Ce n'était donc pas un prince inconnu que la naissance élevait au trône: François Ier avait vécu si longtemps à la cour de Louis XII, qu'on savait ses défauts et ses qualités; il s'était fait d'ardents amis: Brion, Montmorency, Montchenu[45]. L'un fut amiral l'autre connétable après le duc de Bourbon, Montchenu fut maître de l'hôtel, c'étaient les trois plus braves épées parmi les gentilshommes, et le nouveau roi les avait à son service pour son règne.

François Ier fut sacré à Reims par l'archevêque Robert de Lenancour[46]; on remarqua ses libéralités, sa mine martiale, son adresse et son intrépidité dans le tournois qui eut lieu à Paris, dans la rue Saint-Antoine près des Tournelles; sa haute stature frappait tout le monde. Les bouillants gentilshommes secouaient avec plaisir le règne calme et justicier de Louis XII, trop avare de grandeurs, de dissipations et de belles fêtes; ils espéraient le retour d'une époque chevaleresque, que tout semblait favoriser. Le moyen-âge ne pouvait pas tout-à-coup s'effacer. Avant qu'une civilisation nouvelle triomphe, il se fait une recrudescence de la civilisation vieillie et brillante qui s'en va; le règne de François Ier eut ce caractère de transition; les épopées carlovingiennes, reparaissant dans tout leur éclat, devenaient la lecture populaire; c'était sans doute un feu passager, mais il devait allumer ces nobles cœurs.
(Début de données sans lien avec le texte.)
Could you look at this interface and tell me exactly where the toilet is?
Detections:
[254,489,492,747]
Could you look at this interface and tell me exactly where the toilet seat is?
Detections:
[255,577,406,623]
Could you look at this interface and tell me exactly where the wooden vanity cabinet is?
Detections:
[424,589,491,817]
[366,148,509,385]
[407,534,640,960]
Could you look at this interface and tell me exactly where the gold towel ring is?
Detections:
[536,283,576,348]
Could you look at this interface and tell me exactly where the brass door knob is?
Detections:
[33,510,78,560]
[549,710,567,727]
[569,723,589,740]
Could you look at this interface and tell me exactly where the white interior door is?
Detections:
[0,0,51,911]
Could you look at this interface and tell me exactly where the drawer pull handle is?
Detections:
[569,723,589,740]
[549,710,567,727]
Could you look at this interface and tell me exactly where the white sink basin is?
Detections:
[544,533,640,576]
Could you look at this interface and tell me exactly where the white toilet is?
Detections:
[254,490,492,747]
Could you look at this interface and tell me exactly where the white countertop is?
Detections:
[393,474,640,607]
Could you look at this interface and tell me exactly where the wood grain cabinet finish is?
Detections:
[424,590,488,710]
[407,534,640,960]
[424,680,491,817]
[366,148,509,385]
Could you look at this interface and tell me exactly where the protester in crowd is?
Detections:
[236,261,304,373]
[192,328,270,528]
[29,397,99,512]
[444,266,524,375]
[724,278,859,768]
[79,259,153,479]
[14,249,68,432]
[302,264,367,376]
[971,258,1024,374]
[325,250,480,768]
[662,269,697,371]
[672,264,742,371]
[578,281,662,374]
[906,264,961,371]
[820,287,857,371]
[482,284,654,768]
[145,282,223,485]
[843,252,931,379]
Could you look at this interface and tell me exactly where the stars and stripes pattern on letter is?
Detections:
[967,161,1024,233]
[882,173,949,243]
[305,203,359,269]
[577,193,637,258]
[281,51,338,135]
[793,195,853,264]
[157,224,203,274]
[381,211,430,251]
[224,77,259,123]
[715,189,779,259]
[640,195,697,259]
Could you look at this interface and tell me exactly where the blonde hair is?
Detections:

Le règne de François Ier fut le réveil de l'époque de Charlemagne; seulement, ce n'était plus la même génération; il passa donc comme le roman d'Amadis de Gaule, dont il était le reflet. On ne peut pas retenir les siècles qui s'écoulent: ce qui fut l'histoire devient le roman du pays[47].

VI
PREMIÈRE CAMPAGNE DE FRANÇOIS Ier EN ITALIE. VICTOIRE DE MARIGNAN.
1515-1516.

Il fallait occuper l'imagination et le bras de toute cette chevalerie, exaltée par la contemplation des siècles de Charlemagne. Dans les premiers temps d'un règne, au reste, il se réveille toujours une énergie, une puissance d'activité, un besoin d'aventures, qu'il faut seconder, si l'on ne veut que le torrent ne prenne une autre direction (souvent la guerre civile). Les batailles étaient trop dans le caractère de François Ier, pour qu'il s'opposât à l'esprit général de ses paladins. Le champ de bataille était d'ailleurs tout trouvé: l'Italie! Charles VIII et Louis XII y avaient laissé des droits d'héritage et des souvenirs de gloire; le nouveau Roi devait revendiquer les uns et les autres. Cette terre d'Italie réchauffait d'ardents désirs: la chevalerie avait vu les cités riches, splendides; elle avait foulé ces campagnes émaillées de fleurs sous un ciel rayonnant de soleil: quand les chevaliers se souvenaient que Charles VIII, avec dix mille lances seulement, avait parcouru toute l'Italie, depuis les Alpes jusqu'au golfe de Naples, ils souhaitaient les mêmes conquêtes, les mêmes aventures. Le nouveau Roi n'hésita pas à revendiquer les droits de ses prédécesseurs sur le Milanais et Gênes. Milan était au pouvoir d'un duc de race d'aventuriers, Ludovic Sforza[48], chef de grandes compagnies, fort aimé de Louis XI, mais qui aspirait à son indépendance et ne voulait pas céder ses droits populaires au roi de France[49] sur toute la Lombardie. Mais les véritables maîtres du Milanais, c'étaient les Suisses, soldats énergiques, têtus, et qui formaient la meilleure infanterie au XVIe siècle; ces rudes montagnards espéraient non-seulement dominer la Lombardie, mais encore envahir la Bourgogne[50], et qui sait même, dans leurs rêves, imposer tribut à la France; leurs guerres contre les anciens ducs de Bourgogne avaient grandi leur orgueil: ils voulaient se substituer à la domination allemande sur l'Italie, car c'était une fatalité de cette belle terre, d'être toujours sous une puissance étrangère, et de ne jamais être assez forte pour être libre; la république de Venise seule était assez considérable pour aspirer à la nationalité[51]. Le nom du César germanique exerçait toujours un indicible prestige, car le pape et l'Empereur étaient les grandes puissances du moyen-âge que Venise avait espéré un moment remplacer.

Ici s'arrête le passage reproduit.